The clinical manifestations of right heart endocarditis commonly relate to the respiratory system as pulmonary embolisation of vegetations from the infected valve. Cardiac signs may be absent or minimal in the early course of the disease.4 It is likely that the postoperative “chest infections” in the above patient represented septic embolic phenomena.
Candida endocarditis may complicate a wide variety of cardiac procedures but is most frequent after valvar surgery. Intravascular access or prophylactic antibiotics given in the postoperative period may increase susceptibility to infection, although, as in our case, a clear predisposing factor may not be apparent. The risk of fungal endocarditis caused by extrinsic valve contamination following allograft valve replacement is approximately 0.3%.5 Most cases of Candida related valvitis occur in the first two postoperative months, but presentation may occur later. Embolisation to major vessels is a distinctive characteristic of the organism.6 This case highlights that Candida endocarditis should be considered in any patient with symptoms and signs compatible with bacterial endocarditis when blood cultures are negative.

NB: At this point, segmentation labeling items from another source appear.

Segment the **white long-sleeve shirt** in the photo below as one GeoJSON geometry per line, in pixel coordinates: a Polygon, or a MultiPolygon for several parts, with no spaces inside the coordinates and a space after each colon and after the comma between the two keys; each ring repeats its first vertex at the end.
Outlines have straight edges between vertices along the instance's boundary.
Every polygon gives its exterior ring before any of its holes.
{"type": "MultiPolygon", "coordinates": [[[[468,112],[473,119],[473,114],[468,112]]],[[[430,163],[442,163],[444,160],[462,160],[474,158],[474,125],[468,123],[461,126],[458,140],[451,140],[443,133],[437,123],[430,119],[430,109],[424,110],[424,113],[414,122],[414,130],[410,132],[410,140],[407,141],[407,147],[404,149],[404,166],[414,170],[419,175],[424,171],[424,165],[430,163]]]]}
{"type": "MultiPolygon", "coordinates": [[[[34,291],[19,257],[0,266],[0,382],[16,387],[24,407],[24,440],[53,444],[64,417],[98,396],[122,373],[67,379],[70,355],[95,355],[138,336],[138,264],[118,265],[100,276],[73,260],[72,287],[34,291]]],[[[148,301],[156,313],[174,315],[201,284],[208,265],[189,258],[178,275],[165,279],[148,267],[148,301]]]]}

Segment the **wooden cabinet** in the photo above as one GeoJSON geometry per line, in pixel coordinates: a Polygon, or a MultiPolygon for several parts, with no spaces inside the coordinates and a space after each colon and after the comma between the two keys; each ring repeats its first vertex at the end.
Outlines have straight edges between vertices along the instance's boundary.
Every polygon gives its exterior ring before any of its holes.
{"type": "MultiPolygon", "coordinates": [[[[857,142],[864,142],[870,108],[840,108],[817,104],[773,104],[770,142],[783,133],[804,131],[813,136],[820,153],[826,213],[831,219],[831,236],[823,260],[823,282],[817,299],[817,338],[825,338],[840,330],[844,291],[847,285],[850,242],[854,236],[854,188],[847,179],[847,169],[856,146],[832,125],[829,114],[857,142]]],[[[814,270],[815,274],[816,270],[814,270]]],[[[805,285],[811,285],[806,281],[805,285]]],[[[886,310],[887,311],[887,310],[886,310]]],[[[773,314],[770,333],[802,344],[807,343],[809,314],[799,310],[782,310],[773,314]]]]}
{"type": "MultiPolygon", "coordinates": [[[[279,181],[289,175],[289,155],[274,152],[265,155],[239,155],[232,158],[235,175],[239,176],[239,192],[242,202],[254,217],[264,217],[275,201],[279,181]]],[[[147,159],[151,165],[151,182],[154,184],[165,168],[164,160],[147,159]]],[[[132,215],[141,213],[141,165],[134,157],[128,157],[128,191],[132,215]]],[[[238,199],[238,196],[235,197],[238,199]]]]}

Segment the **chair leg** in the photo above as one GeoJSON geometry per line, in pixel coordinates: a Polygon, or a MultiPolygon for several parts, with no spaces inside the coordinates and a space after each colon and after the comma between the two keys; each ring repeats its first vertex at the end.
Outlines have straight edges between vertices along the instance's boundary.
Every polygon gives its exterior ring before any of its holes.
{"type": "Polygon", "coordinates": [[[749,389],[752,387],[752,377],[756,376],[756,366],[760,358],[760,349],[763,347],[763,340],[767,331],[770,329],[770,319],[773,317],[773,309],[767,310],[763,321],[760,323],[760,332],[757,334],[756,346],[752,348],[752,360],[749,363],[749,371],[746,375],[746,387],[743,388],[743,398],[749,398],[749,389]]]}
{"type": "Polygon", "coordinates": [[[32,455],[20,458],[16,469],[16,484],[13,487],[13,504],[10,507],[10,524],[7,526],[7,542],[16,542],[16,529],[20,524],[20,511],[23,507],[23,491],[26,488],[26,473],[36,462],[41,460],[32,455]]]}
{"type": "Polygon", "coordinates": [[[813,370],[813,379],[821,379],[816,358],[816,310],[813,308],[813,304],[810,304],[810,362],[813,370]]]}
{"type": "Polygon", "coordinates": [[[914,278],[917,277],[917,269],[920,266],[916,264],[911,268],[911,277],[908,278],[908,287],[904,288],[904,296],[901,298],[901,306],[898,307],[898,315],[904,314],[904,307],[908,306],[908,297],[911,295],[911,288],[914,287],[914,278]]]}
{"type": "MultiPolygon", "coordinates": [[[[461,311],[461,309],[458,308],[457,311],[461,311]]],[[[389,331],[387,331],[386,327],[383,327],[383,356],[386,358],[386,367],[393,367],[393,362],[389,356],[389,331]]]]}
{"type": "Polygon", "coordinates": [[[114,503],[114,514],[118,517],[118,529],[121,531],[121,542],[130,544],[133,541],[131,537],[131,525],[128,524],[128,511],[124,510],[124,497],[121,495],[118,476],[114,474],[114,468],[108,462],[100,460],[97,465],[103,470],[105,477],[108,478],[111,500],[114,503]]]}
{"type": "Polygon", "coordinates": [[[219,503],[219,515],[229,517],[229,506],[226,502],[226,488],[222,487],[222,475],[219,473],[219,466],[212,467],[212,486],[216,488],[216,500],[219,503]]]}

Fungal endocarditis is associated with a particularly high mortality. The optimal management of the Candida endocarditis is to initiate amphotericin B treatment and to surgically resect infected tissue as soon as possible. A previously reported patient with truncus arteriosus communis had an isolated large Candida vegetation within the prosthetic pulmonary valve that was successfully treated in this manner.7 However, the above case underscores the difficulty in diagnosing the lesion, and illustrates the high mortality associated with delayed diagnosis.